ACN 008 685 836
Usually I write about brick works that have gone to God. This time, I am submitting this post on a still operating brick works. On a recent trip around Australia, I came across this company still producing custom bricks for the local market, although they also make bricks to match older style homes around Australia, often Sydney sandstock and export to Japan.
The works began when the three Calligaro brothers, Alceo and Adelmo arrived in Australia in 1936 and Adelio who arrived in Australia from Italy in 1939, began making bricks in Walkaway Road at Bootenal outside Grealdton in 1936. Geraldton Brickworks Pty Ltd acquired the business in 1961 and developed and extended the factory into one of the most versatile regional plants in Australia with markets throughout Western Australia and Japan. They are the only clay brick and paving plant north of Perth in Western Australia. Currently the brickworks has a maximum capacity of 7 million bricks per annum. However Geraldton Brick is now the exclusive agent, north of Jurien Bay, for BGC’s new brick plant in Perth, which has a capacity of 120 million bricks per annum.

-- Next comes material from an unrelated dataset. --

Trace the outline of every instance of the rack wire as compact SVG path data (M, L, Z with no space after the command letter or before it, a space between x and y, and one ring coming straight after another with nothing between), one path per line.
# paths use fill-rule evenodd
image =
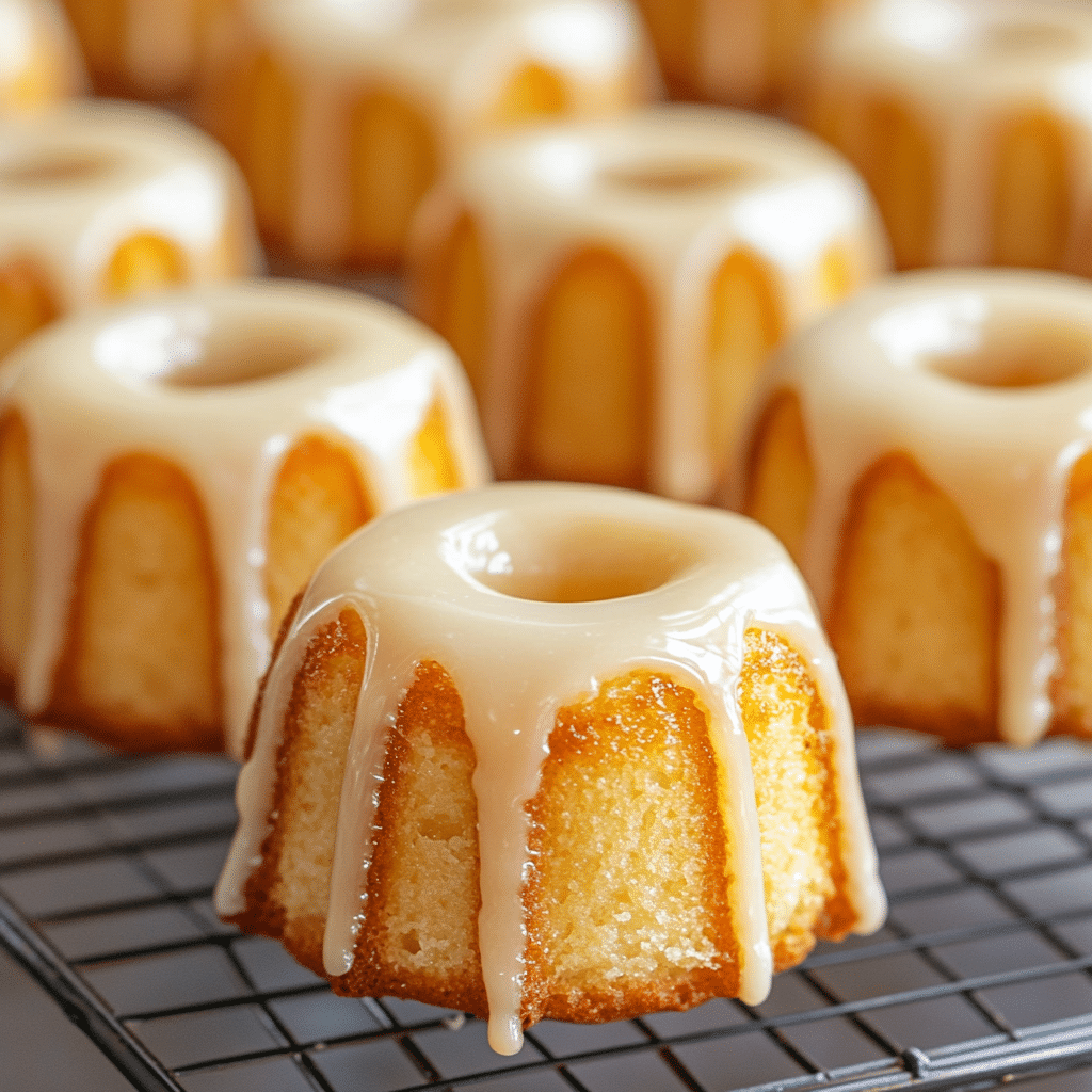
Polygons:
M989 1088L1092 1065L1092 748L862 734L891 899L760 1006L484 1026L344 999L212 911L235 826L226 759L121 759L0 721L0 939L140 1089L170 1092L864 1092Z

This has enabled Geraldton Brick to double its capacity by
increasing its focus on speciality bricks at Geraldton and buying-in more
standard bricks and pavers from BGC to service the north of Western Australia.
Geraldton Brick has established markets in the Mid-West region of Western
Australia. It has also established itself as a major supplier to the North-West
Pilbara region’s expanding mining towns.
Geraldton Brickworks Pty Ltd
employ around 30 members of staff, and achieved revenues of AU$5-10 million, of
which export revenues have accounted for AU$500,000.
Geraldton is a thriving port city of 37,000 located 420
kilometres north of Perth. It is located on a spectacular stretch of coastline
and is a 4 hour drive or 1 hour flight from Perth. It is the administrative
centre of the Mid-West’s diverse industry base which includes fisheries,
agriculture, iron ore production, manufacturing, construction and tourism.
Geraldton Brick owns Boutique
Bricks WA that supplies premium specialty and match-up bricks for renovations
and extensions to existing buildings throughout Australia. They have been making and exporting standard
and specialty bricks and pavers to regular customers in Japan since 1989.
Alceo Calligaro (8 April 1910 – 8
March 2003) from Buia in the province of Udine, north of Trieste in Italy
arrived in Western Australia in 1928.
He left Naples by ship. He had
been a brickmaker in his homeland and brought a set of brick moulds with him to
Australia. He settled at Bootenal, in
the Walkaway area near Geraldton and with his brothers Adelmo and Adelio, set
up a brick works shortly afterwards.
Alceo was married to Maria, a dressmaker. They had five children.
Adelmo later went to Bunbury
where he and his brothers worked at the Waterloo Brickworks, 12 kilometres east
of Bunbury, begun by Mr W.J. Buswell in the 19th Century. Now owned by Austral Bricks, it produces
over 4 million bricks per annum.
Initially, bricks were made by hand and fired in a Clamp, or Scotch
Kiln. This early photograph of the
works shows who are possible the brothers outside a Scotch Kiln. Later, rectangular downdraught kilns were
built.
They acquired and later closed
the Dongara Brick Works. This works had
been started by Jack Morgan in September 1959 in Dalmage Street near the Irwin
River. The site still exists and you
can see the remains of a
large brick kiln, brick engine house and brick making machinery.
In the late 1970s, the Geraldton Brick company built a
Hoffman Kiln to increase output. This
type of kiln is a continuous firing kiln capable of turning out millions of
bricks per annum. They take careful and
continuous management to successfully fire the bricks.
Geraldton Bricks now use gas
fired Batch Kilns. Preferred because of
their relatively quick firing time, these kilns are loaded and unloaded from
one side. Fans placed on a deck above the green bricks blow the air between the
brick stacks. The coal fire creates maximum heat transfer. Following the
initial equalization of moisture content, the heat level is adapted as moisture
content reduces. The moist air is evacuated through ducts on each side of the
load, using the pressure difference or an exhaust-air fan.
The expansion and modernization
of the brick works was considered in 2009.
An application for the winding up of Geraldton Brickworks Pty Ltd was
commenced by the Deputy Commissioner of Taxation on 06/12/2012 and was heard in
the Federal Court on the 29th of January 2013, yet the company still
exists, still making millions of bricks per year.
If you want to know more about this extraordinary business, I suggest
you
read the modestly titles “Birth of A Legend”, by Keith R Smith. It places this Brick Works into the context
of their current owners, the Geraldton Building Company.